The euro closed at $1.0610 from $1.0680 on Friday and at around 66p against sterling from around 66.4p late on Friday. At the official European close, the currency was below 66p sterling, at around 65.87p. Chartists said sterling had the potential to extend its gains against the single currency as far as 65.13p. That would mean a level of around 83p for the pound against sterling.
Mr Pat O'Sullivan, economist at AIB, said the euro was lower on a continued weak outlook for the euro zone economy as well as fears that NATO countries would commit ground troops to Kosovo.
Mr Wim Duisenberg, European Central Bank president, failed to support the currency when he reiterated in a speech yesterday that interest rates would not be cut further.

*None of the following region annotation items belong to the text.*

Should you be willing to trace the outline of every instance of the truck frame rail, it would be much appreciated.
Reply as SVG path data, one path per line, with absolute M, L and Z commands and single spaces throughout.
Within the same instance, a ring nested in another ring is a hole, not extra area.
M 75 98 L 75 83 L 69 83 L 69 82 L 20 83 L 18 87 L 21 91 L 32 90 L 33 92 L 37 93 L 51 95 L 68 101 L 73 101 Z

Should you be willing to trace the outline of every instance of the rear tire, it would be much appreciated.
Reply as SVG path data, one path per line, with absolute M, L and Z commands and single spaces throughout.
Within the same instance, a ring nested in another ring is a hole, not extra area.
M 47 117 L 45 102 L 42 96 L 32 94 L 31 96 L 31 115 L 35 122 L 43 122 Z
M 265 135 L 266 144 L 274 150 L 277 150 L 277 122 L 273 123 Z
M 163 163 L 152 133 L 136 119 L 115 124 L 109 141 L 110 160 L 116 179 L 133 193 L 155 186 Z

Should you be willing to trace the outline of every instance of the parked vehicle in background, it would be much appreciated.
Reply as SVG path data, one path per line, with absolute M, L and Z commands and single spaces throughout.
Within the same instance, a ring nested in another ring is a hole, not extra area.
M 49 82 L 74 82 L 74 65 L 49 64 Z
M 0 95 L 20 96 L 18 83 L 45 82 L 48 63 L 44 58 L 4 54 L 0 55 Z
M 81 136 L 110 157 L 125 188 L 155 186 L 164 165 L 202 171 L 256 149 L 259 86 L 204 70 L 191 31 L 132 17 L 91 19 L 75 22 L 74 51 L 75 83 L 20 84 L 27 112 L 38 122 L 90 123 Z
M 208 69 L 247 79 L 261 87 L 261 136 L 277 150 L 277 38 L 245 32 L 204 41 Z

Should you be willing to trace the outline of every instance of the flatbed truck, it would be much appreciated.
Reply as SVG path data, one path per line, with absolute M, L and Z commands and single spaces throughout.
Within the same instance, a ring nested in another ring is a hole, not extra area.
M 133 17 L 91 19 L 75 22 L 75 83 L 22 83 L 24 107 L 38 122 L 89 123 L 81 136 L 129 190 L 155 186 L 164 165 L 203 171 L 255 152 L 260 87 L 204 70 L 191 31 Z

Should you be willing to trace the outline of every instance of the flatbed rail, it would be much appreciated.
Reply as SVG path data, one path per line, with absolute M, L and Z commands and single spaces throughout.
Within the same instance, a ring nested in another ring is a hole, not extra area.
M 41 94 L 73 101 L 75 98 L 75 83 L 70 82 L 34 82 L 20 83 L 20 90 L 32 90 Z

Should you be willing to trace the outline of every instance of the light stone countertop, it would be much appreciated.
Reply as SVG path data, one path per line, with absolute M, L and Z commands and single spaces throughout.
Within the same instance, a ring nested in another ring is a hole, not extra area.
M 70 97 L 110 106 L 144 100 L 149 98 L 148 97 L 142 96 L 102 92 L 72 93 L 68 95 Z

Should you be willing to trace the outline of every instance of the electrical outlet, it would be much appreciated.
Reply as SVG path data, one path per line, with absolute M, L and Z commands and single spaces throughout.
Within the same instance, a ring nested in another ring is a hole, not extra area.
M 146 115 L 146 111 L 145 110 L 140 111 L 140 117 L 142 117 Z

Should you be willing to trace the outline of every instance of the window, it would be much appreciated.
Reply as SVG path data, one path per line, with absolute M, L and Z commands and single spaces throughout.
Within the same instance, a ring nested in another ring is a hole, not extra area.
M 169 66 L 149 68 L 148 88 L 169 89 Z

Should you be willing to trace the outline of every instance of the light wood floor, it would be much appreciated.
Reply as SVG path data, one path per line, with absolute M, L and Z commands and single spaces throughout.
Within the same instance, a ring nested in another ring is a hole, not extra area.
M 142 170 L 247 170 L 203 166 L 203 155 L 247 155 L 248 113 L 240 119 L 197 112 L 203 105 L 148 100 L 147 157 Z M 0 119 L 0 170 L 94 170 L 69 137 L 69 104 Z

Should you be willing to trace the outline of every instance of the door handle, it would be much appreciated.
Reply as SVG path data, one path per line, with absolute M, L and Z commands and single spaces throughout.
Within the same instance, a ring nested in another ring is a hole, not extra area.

Analysts believe this means the economy will not improve in the short term.
Speaking to the European Parliament monetary affairs subcommittee, Mr Duisenberg said he expected euro zone inflation to average around 1.1 per cent in 1999 compared with the bank's expectations of around 1.5 per cent three months ago.
He also said he saw a one to two-year lag between the bank's decisions on interest rates and their economic impact and that positive effects of the ECB's halfa-percentage-point cut on April 8th were yet to materialise.
He also emphasised that European governments would have to take up the slack to boost growth. Mr O'Sullivan added that the euro was likely to go as low as $1.06 before recovering over the next six to 12 months.
On top of that, fears of a prolonged conflict in Kosovo were likely to lead to further weakness, as the safe haven currencies of the dollar and Swiss franc see the benefits. On the other hand, if ground troops are not committed and Yugoslav President Slobodan Milosevic withdraws, it should lead to a euro rally, he says.
Meanwhile, sterling continues to track the dollar as its economy still appears to be on the turn. Headline factory gate inflation pressures were stronger than expected in March, official figures from the Office for National Statistics showed yesterday.
UK output prices - the cost of goods leaving British factory gates - rose a non-seasonally adjusted 0.6 per cent in March for a 0.5 per cent year-on-year rise, against economists' expectations of a 0.4 per cent rise with the year-on-year rate at 0.3 per cent.